Given this trend, what else could it be other than what I am theorizing?
 

ntsqd

Heretic Car Camper
Characteristically electric fuel pumps do not suck as well as they push. Common advice is to mount the external pumps as low as possible, below the bottom of the tank is preferable.

If there is a filter/sock on the in-tank pick-up I would suggest inspecting it for debris. You could be experiencing a summation of a bunch of little things, and the lower fuel is the proverbial straw.
 

AlterKnight

New member
We have been looking at the inline filter and while there is some noticeable debris being filtered, it certainly doesn't look like too much that would cause a blockage, or at least significant impediment flow.
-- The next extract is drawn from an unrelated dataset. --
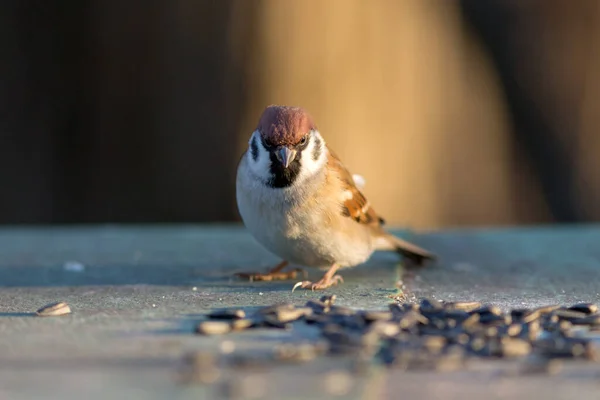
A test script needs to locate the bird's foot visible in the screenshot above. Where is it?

I told my mechanic this afternoon that we should re-test things with a known working pump. We did try to pump some gas from a small container held below the pump (simulating the illustration above), and despite hearing the pump turn on, we weren't certain the pump wasn't already fried. I think such a test would confirm our theory that the pump can't draw fuel from below it, or at least very effectively.
 

johnhughes051

New member
I put an elec.cutoff valve before a filter and then the pump. It goes into the filler pipe and fills the main tank in about an hour while driving. As I was afraid I might forget it was on I put in a timer switch which I can set from a few min. to an hour. Works great!